Every day, guests can find a Ranger at either Sunset Point or the visitor center who will teach them about the geological history of Bryce Canyon. Rangers will explain which types of geological formations can be found, how the formations were made, and answer questions about Bryce Canyon’s unique geology.
There are many different programs at Bryce Canyon, all of which are family-friendly, but the kid’s programs are specifically tailored for children. Almost every day, the Rangers put on a different program for kids. Guests can look at the kid’s program schedule and sign up for activities at the visitor center.
Full Moon Hikes
On and near full moons each month, guests can take a guided tour under the breathtaking Bryce Canyon night sky. These tours are led by Rangers who have a wealth of knowledge about Bryce Canyon astronomy.

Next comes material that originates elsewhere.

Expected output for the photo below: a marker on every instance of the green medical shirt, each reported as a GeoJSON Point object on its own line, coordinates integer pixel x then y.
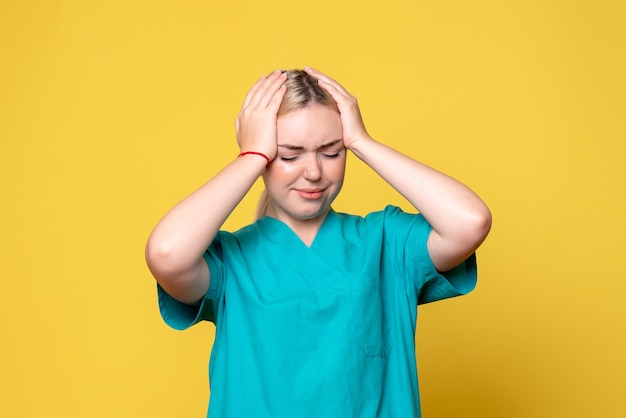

There are a few things visitors should know before heading into the backcountry, like permits that must be obtained and safety measures that should be followed.
The fee for traveling into the backcountry is $5 per person for ages 16 and up. Permits can be purchased at the visitor center from 9 am to one hour before closing.
From Bryce Point to Rainbow Point, which makes up the 22.9-mile-long Under-the-Rim Trail, there are many intersecting trails. These trails are all quite strenuous and should not be attempted by inexperienced hikers.
Dangers of the Backcountry
Steep drops, unkempt trails, lack of water, and many other challenges will arise while hiking and camping in the backcountry. Unprepared hikers could find themselves in a very dangerous situation, so it is important to be fully prepared for everything the backcountry may bring.
The following are some of the most popular festivals in the Bryce Canyon area.
People from all over the world gather in Bryce Canyon to share their mutual love of geology. There is no better place than Bryce Canyon, with its many unique geological wonders, to enjoy this exciting science.
Prairie Dog Festival
The Utah prairie dog is a vital species to the Bryce Canyon ecosystem. During National Parks Week, guests can gather to marvel at these busy, adorable little creatures.
Bryce Canyon has an unbelievable view of the night sky, thanks to the lack of light pollution. Guests will see more stars than they ever knew existed and gain in-depth knowledge of Bryce Canyon astronomy. Guests will be able to use advanced telescopes, star maps, and talk to knowledgeable astronomers.